Since details of the new BEE transaction were announced about 12 months ago, Exxaro has unwound its old BEE structure which it now intends to replace with a new one. This has required Exxaro to buy-back the shares held in Main Street 333 (MS333), which is the vehicle through which Exxaro CEO, Mxolisi Mgojo, and the firm’s former CEO, Sipho Nkosi, own their shares, among others.

In terms of the BEE proposal, MS333 will reinvest a portion of its shares in Exxaro, along with another participant, the Industrial Development Corporation (IDC). MS333 also buys additional discounted shares in Exxaro.

Asked why certain directors in Exxaro were benefiting from the transaction, whilst others not, Koppeschaar said: “It wasn’t designed to benefit any particular shareholder. He added that it was important that directors had “skin in the game”. In any event, MS333 hadn’t yet nominated directors to the new structure, he added.

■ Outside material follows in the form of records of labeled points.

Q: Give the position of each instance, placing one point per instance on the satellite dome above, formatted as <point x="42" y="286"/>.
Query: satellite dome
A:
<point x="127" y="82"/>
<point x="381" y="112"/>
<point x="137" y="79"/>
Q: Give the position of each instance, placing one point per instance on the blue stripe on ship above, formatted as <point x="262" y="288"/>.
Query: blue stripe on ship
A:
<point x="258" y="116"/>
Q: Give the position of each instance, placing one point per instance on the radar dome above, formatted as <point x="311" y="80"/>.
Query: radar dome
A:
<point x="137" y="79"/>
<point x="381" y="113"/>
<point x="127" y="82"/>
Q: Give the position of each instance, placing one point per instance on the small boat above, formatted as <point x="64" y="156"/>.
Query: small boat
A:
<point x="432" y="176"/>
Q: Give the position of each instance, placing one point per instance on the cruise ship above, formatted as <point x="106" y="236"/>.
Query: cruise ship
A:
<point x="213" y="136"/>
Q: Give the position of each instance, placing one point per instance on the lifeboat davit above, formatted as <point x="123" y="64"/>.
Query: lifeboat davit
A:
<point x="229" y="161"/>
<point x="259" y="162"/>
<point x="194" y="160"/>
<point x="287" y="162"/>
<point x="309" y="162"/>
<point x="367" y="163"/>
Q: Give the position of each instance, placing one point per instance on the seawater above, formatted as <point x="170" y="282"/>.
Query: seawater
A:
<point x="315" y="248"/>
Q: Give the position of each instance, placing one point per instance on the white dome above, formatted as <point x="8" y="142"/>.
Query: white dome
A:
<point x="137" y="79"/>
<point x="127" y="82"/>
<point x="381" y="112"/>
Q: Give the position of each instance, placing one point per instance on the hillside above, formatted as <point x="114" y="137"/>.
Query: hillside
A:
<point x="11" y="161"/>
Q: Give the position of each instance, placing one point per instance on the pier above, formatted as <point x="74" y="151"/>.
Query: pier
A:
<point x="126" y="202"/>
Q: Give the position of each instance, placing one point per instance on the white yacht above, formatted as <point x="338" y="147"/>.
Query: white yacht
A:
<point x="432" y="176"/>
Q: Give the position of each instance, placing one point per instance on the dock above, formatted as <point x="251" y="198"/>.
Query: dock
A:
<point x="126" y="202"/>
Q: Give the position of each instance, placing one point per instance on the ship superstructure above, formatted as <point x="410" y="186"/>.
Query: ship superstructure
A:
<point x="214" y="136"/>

Responding to another question as to why the IDC was involved in the structure and should benefit from the share discount, especially as its participation did not earn Exxaro empowerment credits, Koppeschaar said that the bank had to be incentivised as its shares would be locked up for a significant time.

BEE TERM CRITICISED

Another criticism is that new BEE partners would be able to start realising their shares from about seven years into the term of the BEE structure when the life of mine of certain assets, such as the Grootegeluk coal mine in Limpopo province, is about 30 years, implying that another costly BEE transaction would have to happen before long.

However, Koppeschaar said that had BEE shareholders in the previous structure been allowed to sell a portion of their shares when the Exxaro share price was over R200/share, they may have been allowed to remove their debt and hold unencumbered empowerment shares – a practice that is now frowned upon.

In terms of the Mining Charter redraft proposed by mines minister, Mosebenzi Zwane, mining companies are required to extend their equity level empowerment to 30% from the 26% target in the 2010 Mining Charter.

This would mean Exxaro BEE partners would have no wriggle room to sell any of their shares. But Koppeschaar said if the Mining Charter were to ask for 28% equity empowerment, Exxaro could see 2% of shares sold by BEE partners at a point. “But such a transaction would have to happen with shareholder consent,” said Koppeschaar.

“We feel comfortable,” he said in respect of whether the transaction would be supported. “Every shareholder may have a different requirement. What I’m saying is there will always be some dissenting shareholders, but at this point, we’ve got a positive response. We think we’ve got sufficient support,” he said.